Wednesday, May 4, 2011

Whatgasm

Being a self-appointed animal rescuer, distress calls catch my attention and cause me to spring into action. As I pulled into my driveway in my topless Jeep, I heard what I assumed was the sound of two cats fighting. (Search YouTube for “The Conversation of Tiger Woods with his Girlfriend” to hear the sound.) I sprang from my Jeep and headed across my street to break it up. Once I reached a neighbor’s driveway, I realized the sound wasn’t coming from cats, it was coming from an orgasmic woman behind an open window.

Now, I know I’m slightly out of practice. Yet, I should know the difference between a woman in pleasure and a pissed off cat, shouldn’t I? It got me thinking, Why are orgasmic sounds so varied?

Here are some that I may or may not have experienced while being the deliverer of the orgasm or a casual passerby:
  • Orgasmus Normalis - Deep breathing, moaning, and a few short sentences with words like “God” and “Yes.” It escalates until one big “Argh!” and an exhale.
  • Orgasmus Dirtius - There are different levels of this but each one contains expletives. I’m a big fan of naughty words, but not while bumping naughty bits, because those words make me giggle. Giggling during lovemaking is not something any woman takes lightly.
  • Orgasmus Silentius - Here’s where I hold the back of my hand under a nostril and peel open eyelids to make sure I haven’t induced coma. This reaction also makes me consider penis elongatus.
  • Crygasm - I never quite know how to react to orgasms that cause eyes to leak. I’m afraid to ask. Tears of pain and tears of joy are remarkably similar in the dark.
  • Orgasmus Athleticus - I’m almost fifty. I’m no longer pliable. Some positions are best left to the smelly-matted yoga boys. I’ve had to tap out of a few sessions. Once, I said, “Uncle!” and she responded, “Don’t you mean: Aunt?”
  • Orgasmus Operatus - This is the one I heard when I went to break up the cat fight. It started with a single note with slight alterations in volume and pitch. If there were hip-slapping noises, I may have known sooner. Mariah would have been impressed with the sustain. I need to remember to deploy my fancy spy device (iPhone) on such occasions.
A man will usually mimmic his partner as that’s the safest strategy. If she starts squealing, it’s safe for him to growl.
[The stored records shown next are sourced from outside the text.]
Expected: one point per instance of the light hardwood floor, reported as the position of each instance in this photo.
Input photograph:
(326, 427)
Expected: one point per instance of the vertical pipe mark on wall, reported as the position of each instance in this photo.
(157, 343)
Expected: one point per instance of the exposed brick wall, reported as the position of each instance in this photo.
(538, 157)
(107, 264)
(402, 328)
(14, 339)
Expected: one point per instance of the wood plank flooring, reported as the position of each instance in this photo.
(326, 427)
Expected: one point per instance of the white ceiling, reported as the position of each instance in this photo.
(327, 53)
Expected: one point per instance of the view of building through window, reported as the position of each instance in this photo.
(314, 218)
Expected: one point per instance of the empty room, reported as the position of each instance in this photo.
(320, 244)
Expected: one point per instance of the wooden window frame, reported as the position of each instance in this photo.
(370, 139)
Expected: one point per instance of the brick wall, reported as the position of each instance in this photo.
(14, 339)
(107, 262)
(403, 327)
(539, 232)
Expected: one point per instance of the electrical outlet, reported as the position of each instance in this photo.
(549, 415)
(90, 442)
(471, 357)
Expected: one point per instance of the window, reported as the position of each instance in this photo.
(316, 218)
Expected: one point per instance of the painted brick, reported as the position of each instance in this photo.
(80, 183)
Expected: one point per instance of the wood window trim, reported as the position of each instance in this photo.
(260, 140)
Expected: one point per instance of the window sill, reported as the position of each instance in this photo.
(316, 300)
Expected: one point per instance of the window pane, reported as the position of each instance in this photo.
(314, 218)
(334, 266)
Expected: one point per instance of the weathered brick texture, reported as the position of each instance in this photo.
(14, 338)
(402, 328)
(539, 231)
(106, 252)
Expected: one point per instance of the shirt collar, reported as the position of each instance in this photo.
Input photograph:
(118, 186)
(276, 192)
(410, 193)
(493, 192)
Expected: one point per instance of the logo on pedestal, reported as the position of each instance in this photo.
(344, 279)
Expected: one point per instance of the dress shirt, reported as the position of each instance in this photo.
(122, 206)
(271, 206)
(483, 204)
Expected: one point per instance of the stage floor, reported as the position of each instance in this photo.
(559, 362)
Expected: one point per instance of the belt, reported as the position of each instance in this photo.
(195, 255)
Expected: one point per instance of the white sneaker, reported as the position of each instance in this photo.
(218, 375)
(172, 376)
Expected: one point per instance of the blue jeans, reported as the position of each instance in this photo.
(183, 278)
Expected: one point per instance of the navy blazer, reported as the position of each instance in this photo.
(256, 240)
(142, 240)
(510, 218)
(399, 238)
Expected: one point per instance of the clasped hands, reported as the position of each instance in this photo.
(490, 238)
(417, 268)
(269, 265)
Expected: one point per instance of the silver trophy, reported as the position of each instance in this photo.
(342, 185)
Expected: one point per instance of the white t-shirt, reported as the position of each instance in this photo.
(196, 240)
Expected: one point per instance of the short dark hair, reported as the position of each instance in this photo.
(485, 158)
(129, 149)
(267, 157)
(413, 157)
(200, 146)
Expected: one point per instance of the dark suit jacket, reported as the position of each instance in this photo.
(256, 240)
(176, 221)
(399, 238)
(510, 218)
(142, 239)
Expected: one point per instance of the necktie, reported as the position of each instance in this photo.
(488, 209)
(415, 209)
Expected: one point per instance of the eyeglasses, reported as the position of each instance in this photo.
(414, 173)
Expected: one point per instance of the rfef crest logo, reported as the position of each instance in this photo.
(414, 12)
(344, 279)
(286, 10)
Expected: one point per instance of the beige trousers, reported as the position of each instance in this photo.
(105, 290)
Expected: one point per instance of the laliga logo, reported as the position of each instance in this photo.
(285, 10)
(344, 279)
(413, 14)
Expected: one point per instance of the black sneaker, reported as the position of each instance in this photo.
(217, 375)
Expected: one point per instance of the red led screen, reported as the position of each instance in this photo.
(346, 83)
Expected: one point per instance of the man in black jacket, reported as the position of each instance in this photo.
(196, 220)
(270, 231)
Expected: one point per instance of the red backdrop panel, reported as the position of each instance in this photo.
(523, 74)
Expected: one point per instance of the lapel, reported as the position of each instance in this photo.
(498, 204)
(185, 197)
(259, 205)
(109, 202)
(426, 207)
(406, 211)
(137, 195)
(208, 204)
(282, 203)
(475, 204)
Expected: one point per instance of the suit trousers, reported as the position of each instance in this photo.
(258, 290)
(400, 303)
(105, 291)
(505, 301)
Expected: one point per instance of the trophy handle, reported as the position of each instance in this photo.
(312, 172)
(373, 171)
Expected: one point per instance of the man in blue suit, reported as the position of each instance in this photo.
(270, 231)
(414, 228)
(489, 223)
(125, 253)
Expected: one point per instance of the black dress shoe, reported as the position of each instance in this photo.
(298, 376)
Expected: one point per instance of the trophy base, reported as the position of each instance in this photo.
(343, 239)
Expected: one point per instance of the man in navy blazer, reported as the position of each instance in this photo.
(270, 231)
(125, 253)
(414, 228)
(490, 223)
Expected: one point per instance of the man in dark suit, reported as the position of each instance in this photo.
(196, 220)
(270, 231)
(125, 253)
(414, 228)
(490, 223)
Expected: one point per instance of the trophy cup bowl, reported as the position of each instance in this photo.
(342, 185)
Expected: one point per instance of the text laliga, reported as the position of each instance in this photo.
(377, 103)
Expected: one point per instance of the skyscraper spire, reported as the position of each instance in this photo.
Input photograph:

If she drops F-bombs, he can launch a few of his own. If she calls him “Daddy” or “Papi” ... well, it’s best to take that compliment silently. If she reacts to his butt slapping, ear licking, or nipple twisting with silence, he should know to quit it.

I didn’t get to break up any cat fight nor did I grab a beach chair, Cheetos, and a frosty Blue Moon. I did not golf clap. I walked silently back to my garage and reminded myself that sound travels (in other words, close the damn windows). When I entered my house, Syd & Symon (my cats) greeted me at the door with “What the fuck was that?” looks on their fuzzy faces.

“Sorry, boys. False alarm. That’s just one lucky neighbor.”